EU-Hof: een alleenstaande minderjarige vluchteling hoeft niet ongehuwd te zijn om gebruik te kunnen maken van recht op gezinshereniging

Contentverzamelaar

EU-Hof: een alleenstaande minderjarige vluchteling hoeft niet ongehuwd te zijn om gebruik te kunnen maken van recht op gezinshereniging

Een alleenstaande minderjarige vluchteling die in een lidstaat verblijft hoeft niet ongehuwd te zijn om de status van gezinshereniger te verkrijgen met het oog op gezinshereniging met zijn ouders. Een uitlegging waarbij het recht op gezinshereniging wordt beperkt tot alleenstaande minderjarige vluchtelingen die ongehuwd zijn, zou indruisen tegen het doel van de EU-Gezinsherenigingsrichtlijn om een grotere bescherming te bieden aan alleenstaande minderjarige vluchtelingen. Dat is het antwoord van het EU-Hof op vragen van een Belgische rechter.

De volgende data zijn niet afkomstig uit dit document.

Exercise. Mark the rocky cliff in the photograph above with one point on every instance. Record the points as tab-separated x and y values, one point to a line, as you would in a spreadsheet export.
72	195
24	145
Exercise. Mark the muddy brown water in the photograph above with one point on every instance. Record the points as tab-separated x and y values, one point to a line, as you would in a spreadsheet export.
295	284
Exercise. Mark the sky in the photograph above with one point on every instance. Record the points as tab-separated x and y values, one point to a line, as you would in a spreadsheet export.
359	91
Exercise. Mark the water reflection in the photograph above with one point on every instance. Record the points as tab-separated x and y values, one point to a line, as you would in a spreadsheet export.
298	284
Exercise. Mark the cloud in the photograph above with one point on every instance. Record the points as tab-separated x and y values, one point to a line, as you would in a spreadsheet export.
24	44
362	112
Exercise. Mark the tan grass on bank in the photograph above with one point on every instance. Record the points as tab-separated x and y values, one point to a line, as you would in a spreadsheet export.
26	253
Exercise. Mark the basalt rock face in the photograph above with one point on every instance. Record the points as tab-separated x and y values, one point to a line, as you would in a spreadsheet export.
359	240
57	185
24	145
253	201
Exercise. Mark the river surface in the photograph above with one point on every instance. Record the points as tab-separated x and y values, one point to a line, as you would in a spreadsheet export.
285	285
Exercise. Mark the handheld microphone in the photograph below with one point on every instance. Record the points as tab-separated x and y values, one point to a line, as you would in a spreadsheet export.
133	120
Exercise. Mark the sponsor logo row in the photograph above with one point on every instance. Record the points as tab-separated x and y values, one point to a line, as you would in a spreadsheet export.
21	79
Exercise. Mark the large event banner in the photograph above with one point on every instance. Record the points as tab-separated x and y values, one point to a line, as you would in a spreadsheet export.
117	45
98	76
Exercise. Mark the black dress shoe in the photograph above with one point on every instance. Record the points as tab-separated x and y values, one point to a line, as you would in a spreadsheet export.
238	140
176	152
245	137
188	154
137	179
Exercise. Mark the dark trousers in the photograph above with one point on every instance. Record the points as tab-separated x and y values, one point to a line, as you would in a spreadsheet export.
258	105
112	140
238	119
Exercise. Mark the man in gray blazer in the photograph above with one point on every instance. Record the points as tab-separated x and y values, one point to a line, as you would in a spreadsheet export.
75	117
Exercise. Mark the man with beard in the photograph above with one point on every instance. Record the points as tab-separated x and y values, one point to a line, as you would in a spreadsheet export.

Het gaat om het arrest van het EU-Hof van 17 november 2022 in de zaak C-230/21, X tegen Belgische Staat.

Achtergrond

In december 2016 is de dochter van X op minderjarige leeftijd in Libanon in het huwelijk getreden met Y.B., die in België over een geldige verblijfstitel beschikte. In augustus 2017 is de dochter van X in België als niet-begeleide minderjarige vreemdeling aangemerkt en is een voogd aangewezen. Later is de dochter van X in België erkend als vluchteling. De Dienst Vreemdelingenzaken (België) heeft geweigerd om de huwelijksakte te erkennen omdat het een kindhuwelijk betrof, hetgeen in strijd is met de openbare orde.

In december 2018 heeft X, die de Palestijnse nationaliteit heeft, bij de Belgische vertegenwoordiging in Libanon een visum voor gezinshereniging met haar minderjarige dochter alsook humanitaire visa voor haar minderjarige zonen Y en Z aangevraagd. De Belgische minister van Sociale Zaken en Volksgezondheid, en van Asiel en Migratie (hierna: de minister) heeft de visumaanvragen tot twee keer toe afgewezen. X heeft bij de Raad voor Vreemdelingenbetwistingen (hierna: de verwijzende rechter) beroep ingesteld tegen de afwijzingsbeslissingen van de minister.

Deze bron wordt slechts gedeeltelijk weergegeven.